What you will do:
Entrepreneurial Mindset
- Problem-Solving: Approach technical challenges with an entrepreneurial mindset, unblocking the team for faster prototyping and experimentation of data solutions.
- Strive for Efficiency: Test new tools and technologies to generate ideas around AI/ML solutions, enhancing the team’s capability for faster experimentation.
Data Pipeline Design
- Data Engineering Expertise: Design, build, and maintain scalable data pipelines that are robust, reliable, and efficient.
- ETL Processes: Implement ETL processes to acquire, transform, and load data from various sources into data storage solutions.
- Scalability: Ensure data pipelines are scalable to handle large volumes of data and perform efficiently under varying workloads.
Data Acquisition and Cleaning
- Data Integration: Integrate data from diverse sources (SQL, NoSQL, APIs, flat files, etc.) while maintaining data integrity and quality.
- Data Cleansing: Clean and preprocess data to address inconsistencies, missing values, and outliers, ensuring data readiness for analysis and modeling.
- Automated Data Processing: Utilize tools and techniques for automating data acquisition and cleaning processes to streamline workflows and reduce manual effort.
ML Ops Management
- Model Deployment: Deploy machine learning models into production environments, ensuring versioning, deployment automation, and integration with ML pipelines.
- Monitoring and Logging: Set up monitoring systems to track model performance metrics, log outputs, and detect anomalies or issues.
Dashboard and API Development
- Front-End Development: Develop interactive dashboards and user interfaces to visualize data insights and model outputs.
- API Development: Design and implement APIs to expose data and ML models, enabling seamless integration with other applications and systems.
Collaboration with AI Engineers
- Cross-Functional Collaboration: Work effectively with AI Engineers, Software Engineers and business stakeholders to understand their data requirements, translate them into technical solutions, and optimize data access for AI/ML model development.
- Communication: Convey complex technical concepts and solutions effectively to non-technical stakeholders and team members.
Our Technology Stack
- Programming Languages: Proficiency in Python and SQL for data manipulation, extraction, and analysis. Experience in least one object-oriented language to develop web applications.

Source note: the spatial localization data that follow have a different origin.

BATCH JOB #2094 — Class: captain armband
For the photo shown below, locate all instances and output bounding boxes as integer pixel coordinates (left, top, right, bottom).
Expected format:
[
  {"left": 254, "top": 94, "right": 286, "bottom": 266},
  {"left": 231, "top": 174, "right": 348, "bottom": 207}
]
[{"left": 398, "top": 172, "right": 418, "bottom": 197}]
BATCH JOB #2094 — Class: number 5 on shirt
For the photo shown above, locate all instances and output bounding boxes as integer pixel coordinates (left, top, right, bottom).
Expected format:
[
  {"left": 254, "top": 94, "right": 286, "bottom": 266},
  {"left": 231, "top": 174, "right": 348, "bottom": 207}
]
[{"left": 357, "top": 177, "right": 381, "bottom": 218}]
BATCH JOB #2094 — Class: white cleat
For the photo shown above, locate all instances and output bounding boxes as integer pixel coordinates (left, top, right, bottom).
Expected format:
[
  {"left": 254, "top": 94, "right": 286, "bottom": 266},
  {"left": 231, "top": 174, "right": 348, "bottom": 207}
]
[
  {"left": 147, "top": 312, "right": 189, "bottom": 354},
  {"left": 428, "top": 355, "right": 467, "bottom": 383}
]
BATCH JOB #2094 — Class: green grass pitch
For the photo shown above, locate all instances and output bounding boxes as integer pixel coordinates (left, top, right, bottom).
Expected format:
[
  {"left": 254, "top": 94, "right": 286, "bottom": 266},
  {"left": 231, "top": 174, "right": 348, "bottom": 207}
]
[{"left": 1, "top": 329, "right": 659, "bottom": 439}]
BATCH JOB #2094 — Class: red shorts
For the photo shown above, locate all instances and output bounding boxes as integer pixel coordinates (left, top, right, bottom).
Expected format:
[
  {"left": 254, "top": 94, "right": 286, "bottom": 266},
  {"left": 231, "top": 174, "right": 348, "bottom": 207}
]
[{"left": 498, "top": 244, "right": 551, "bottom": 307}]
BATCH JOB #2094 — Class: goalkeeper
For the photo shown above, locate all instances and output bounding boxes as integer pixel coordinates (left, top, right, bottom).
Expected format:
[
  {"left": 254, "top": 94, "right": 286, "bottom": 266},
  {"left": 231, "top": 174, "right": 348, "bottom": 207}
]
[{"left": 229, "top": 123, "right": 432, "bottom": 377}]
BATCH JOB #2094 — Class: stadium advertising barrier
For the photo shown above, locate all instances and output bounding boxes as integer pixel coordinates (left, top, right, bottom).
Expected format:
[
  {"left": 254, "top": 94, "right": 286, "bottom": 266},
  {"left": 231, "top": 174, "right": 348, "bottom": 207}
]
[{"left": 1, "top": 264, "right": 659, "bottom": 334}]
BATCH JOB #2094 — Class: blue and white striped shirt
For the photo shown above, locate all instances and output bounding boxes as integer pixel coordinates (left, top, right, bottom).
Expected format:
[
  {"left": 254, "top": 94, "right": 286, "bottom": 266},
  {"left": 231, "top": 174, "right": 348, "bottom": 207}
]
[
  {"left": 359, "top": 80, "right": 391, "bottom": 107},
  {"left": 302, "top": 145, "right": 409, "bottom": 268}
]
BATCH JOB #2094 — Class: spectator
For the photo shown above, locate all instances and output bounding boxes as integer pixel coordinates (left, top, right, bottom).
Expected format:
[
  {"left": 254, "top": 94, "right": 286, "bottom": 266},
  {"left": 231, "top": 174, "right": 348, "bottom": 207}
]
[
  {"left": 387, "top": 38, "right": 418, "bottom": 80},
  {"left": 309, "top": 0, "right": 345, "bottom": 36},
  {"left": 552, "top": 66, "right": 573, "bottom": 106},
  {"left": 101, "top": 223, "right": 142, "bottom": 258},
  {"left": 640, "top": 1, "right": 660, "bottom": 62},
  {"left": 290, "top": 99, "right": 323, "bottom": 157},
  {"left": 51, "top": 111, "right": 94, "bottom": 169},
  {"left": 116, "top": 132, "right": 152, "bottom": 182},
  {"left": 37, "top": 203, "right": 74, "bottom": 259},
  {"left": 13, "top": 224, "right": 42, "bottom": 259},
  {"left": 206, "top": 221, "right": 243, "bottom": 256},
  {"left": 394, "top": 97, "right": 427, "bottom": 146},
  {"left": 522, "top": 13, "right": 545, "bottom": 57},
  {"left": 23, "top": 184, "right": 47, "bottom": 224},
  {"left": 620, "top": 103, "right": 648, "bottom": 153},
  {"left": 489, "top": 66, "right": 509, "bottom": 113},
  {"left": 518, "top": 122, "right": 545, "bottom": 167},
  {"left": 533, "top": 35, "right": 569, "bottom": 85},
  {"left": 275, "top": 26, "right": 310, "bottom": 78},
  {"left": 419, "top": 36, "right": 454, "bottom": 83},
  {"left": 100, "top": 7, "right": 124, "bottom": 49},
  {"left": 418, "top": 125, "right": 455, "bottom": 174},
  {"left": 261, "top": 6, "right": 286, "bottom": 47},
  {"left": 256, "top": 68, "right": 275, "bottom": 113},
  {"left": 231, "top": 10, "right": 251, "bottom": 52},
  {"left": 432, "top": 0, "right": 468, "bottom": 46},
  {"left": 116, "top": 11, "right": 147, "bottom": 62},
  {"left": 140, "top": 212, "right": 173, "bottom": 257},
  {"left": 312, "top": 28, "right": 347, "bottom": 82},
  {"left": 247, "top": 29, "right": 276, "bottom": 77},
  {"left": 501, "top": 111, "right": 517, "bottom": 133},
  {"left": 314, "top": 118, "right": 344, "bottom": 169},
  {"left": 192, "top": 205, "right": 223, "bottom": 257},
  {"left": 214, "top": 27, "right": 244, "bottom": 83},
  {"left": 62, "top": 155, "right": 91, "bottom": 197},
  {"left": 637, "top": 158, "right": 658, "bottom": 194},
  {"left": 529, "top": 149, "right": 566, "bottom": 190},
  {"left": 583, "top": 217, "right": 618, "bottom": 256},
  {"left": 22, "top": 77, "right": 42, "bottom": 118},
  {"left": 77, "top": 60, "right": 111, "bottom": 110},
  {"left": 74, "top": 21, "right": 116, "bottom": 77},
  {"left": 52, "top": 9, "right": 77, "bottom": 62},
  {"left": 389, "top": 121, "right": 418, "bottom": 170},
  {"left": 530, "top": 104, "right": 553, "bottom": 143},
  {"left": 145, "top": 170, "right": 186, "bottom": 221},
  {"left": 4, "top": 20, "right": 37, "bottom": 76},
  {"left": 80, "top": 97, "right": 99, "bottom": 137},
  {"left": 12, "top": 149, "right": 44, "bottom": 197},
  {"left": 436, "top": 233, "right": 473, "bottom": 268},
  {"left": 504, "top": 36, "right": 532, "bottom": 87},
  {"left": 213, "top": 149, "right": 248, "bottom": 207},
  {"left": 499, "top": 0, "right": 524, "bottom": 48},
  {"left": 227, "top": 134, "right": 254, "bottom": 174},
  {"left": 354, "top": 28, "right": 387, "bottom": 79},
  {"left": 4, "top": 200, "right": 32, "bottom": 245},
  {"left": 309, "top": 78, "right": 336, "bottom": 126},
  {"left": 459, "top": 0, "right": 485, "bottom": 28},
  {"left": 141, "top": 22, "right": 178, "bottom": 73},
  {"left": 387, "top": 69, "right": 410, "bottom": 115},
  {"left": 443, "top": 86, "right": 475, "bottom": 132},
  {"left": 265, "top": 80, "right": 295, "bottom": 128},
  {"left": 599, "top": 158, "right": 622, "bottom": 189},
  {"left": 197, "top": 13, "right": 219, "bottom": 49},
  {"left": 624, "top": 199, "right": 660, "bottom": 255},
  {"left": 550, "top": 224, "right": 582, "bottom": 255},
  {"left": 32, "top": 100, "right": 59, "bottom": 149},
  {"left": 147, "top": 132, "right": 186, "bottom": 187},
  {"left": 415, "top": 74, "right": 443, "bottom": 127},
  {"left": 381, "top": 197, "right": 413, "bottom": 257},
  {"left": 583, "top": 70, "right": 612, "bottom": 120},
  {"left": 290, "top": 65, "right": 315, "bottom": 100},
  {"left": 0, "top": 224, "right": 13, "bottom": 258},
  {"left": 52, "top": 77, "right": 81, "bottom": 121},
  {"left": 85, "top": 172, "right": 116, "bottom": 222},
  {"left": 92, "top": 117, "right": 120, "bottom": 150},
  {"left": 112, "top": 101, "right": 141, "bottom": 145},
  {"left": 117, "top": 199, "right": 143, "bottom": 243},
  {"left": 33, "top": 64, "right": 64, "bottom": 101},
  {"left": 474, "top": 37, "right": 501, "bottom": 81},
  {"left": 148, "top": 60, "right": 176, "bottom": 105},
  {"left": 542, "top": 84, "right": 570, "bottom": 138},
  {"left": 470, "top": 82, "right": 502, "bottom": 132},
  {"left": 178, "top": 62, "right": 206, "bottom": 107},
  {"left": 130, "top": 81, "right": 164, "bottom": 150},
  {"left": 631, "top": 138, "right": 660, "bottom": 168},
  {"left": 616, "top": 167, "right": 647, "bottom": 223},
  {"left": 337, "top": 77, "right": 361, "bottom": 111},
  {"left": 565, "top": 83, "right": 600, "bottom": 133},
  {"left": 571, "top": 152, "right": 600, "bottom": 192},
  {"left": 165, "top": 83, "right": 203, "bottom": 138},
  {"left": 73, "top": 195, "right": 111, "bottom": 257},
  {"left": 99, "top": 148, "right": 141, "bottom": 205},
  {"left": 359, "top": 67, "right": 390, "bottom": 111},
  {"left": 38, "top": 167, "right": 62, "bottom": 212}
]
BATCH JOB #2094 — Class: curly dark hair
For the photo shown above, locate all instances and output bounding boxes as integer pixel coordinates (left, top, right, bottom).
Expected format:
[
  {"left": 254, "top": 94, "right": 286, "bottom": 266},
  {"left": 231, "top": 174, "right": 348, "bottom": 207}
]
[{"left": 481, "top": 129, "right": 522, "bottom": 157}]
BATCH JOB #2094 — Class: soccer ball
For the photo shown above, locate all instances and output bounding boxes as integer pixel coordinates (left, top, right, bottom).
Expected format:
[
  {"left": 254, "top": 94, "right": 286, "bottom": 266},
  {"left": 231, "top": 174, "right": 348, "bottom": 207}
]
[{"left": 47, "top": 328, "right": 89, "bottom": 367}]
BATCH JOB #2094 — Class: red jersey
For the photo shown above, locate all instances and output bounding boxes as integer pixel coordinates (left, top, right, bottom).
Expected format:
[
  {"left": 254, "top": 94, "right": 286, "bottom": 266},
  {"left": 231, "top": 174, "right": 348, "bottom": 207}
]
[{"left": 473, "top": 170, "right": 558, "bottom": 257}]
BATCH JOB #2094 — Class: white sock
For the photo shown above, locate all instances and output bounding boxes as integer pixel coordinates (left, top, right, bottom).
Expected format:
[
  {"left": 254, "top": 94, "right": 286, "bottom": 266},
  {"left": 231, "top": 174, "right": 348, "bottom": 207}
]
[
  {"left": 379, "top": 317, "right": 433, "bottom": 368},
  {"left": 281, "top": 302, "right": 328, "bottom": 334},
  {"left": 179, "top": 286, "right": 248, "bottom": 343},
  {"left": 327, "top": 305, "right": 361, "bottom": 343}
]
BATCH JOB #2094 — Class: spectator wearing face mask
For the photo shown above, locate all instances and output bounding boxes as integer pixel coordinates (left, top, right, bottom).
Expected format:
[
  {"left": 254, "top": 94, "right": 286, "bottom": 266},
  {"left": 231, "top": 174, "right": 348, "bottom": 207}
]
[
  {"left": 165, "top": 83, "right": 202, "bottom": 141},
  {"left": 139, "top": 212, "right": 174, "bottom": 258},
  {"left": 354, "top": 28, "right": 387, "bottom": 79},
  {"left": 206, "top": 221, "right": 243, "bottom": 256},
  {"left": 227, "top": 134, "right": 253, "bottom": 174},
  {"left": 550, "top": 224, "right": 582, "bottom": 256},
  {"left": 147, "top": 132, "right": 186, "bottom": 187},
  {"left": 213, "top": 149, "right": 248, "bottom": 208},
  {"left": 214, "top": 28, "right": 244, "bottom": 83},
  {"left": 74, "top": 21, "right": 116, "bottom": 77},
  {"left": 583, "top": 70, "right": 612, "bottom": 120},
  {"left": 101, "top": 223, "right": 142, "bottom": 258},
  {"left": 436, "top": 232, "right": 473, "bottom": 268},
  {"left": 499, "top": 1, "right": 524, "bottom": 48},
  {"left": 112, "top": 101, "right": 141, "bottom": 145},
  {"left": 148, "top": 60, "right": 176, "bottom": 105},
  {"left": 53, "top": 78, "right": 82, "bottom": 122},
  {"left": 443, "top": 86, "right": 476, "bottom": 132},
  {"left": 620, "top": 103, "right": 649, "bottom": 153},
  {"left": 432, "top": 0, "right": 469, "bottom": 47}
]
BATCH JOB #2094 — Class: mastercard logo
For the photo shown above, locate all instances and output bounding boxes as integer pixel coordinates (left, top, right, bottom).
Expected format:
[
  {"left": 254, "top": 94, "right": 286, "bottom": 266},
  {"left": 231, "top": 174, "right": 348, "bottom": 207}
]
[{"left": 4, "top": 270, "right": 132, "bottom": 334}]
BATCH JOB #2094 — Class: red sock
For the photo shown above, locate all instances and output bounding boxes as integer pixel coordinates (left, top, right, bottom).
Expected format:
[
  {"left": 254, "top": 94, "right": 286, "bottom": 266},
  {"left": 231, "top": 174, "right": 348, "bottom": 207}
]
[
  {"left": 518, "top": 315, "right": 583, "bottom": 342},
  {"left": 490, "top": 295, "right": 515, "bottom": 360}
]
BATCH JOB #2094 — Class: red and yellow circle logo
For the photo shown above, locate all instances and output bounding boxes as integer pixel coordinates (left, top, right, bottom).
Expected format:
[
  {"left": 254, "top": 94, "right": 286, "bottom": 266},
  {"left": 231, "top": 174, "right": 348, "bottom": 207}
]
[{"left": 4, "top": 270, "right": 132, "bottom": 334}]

- Databases: Experience with both SQL, NoSQL databases (e.g., PostgreSQL, MongoDB, Snowflake) and data formats like Apache Parquet for data storage and optimization.
- ETL Tools and Data Pipelines: Familiarity with ETL processes and tools such as Apache Airflow or AWS Glue.
- Cloud Platforms: Expertise in cloud platforms and services such as AWS for deploying and managing data infrastructure.
- MLOps Tools: Experience with MLOps tools like AWS Sagemaker for managing machine learning workflows.
What you bring:
- Bachelor's degree or higher in Computer Science, Engineering, Mathematics, Statistics, or a related field.
- Overall 9+ years of experience, including graduate school.
- At least 5+ years of experience in a data engineering or software engineering role, with a proven track record in designing and implementing data solutions.
- Proficiency in Python and SQL for data manipulation, extraction, and analysis.
- Experience with both SQL and NoSQL databases, with the ability to design and optimize database schemas.
- Experience as a full-stack software engineer is highly advantageous.
- Familiarity with cloud platforms and services such as AWS, Azure, GCP, etc., for deploying and managing data infrastructure.
- Knowledge of capital markets and financial data is a significant plus.
- Experience in MLOps and familiarity with tools like AWS Sagemaker, MLFlow, etc., is advantageous.